Alkaline hydrolysis. Treatment with a weakly alkaline solution (dilute
ammonia or sodium borate solution) before PTAH produced red staining of
muscle and intense blue staining of red cells. A similar effect was obtained by
treatment with a 6 M solution of urea (pH about 7-5), but the alteration in
muscle staining was incomplete. Strong lithium bromide solution had no
apparent effect on subsequent staining with PTAH.

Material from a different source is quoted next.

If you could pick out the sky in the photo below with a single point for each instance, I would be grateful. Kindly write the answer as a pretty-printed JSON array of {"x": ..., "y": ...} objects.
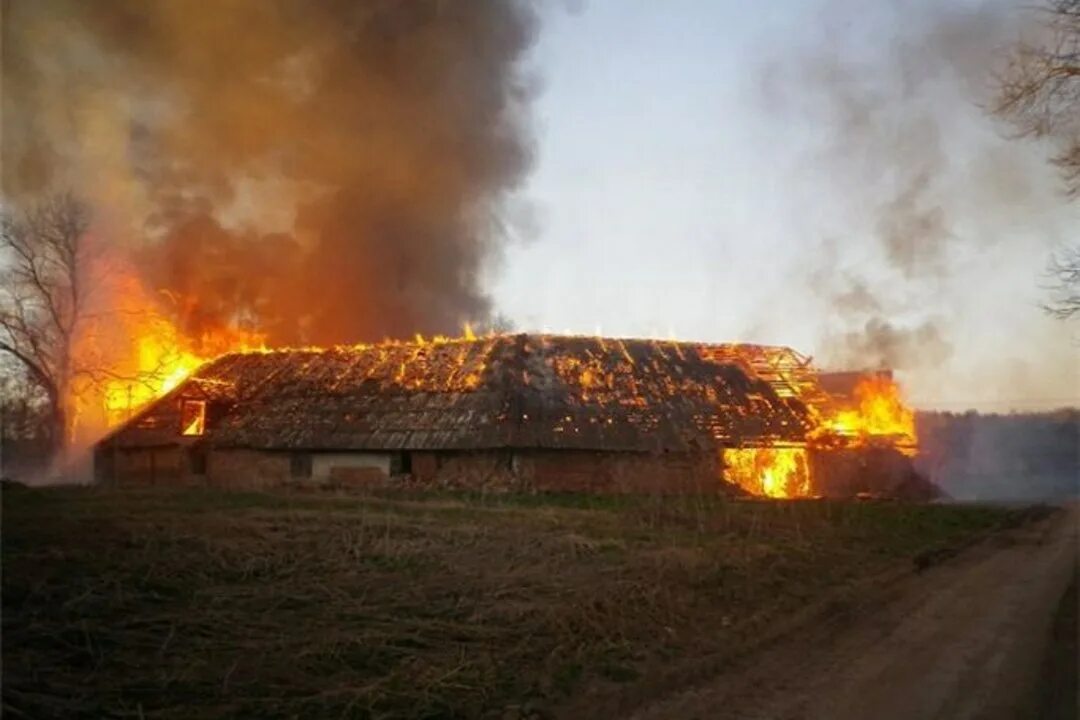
[{"x": 809, "y": 175}]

Performic acid. Performic acid, prepared by the method of Pearse (i960),
produced a result similar to that of alkaline hydrolysis, though the alteration
in muscle staining was often incomplete. Prolonged exposure to performic
acid did not affect the intense blue staining of the red cells, but methylation
after the performic acid treatment induced red staining. Significantly, comparison with control sections showed that pure formic acid produced results
identical with those of the performic acid mixture.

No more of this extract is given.